J' attendais des étés ...


Quand les années auront rendu le temps très court,
Les mains glacées et pâles, attendront le jour.
Mes yeux hagards parfois, souriant quelques fois,
Inquiets, mais résignés, ils garderont la foi...

Ne craignant plus la fin, feignant que je veux vivre,
Non je n' aurai plus faim , je ne serai plus ivre...
Oui j'en aurai connus, des chemins, des détours,
De folles randonnées, au pays des amours !...

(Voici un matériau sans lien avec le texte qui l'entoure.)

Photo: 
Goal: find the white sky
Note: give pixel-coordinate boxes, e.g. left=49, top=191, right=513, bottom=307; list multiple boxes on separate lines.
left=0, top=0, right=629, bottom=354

Les chagrins, les espoirs, les joies, les désespoirs,
Que de rires joyeux et de pleurs dans le noir ...
Et j'aurais tout vécu , le bonheur et les larmes
Je me dois d' accepter que le temps me désarme...

Quand mon regard terni , et que serai à bout
Mon coeur qui s'est éteint lui n'attend rien du tout
Attendant, calmement, jusqu'à ce qu'il bascule
Au départ pour toujours, du dernier crépuscule.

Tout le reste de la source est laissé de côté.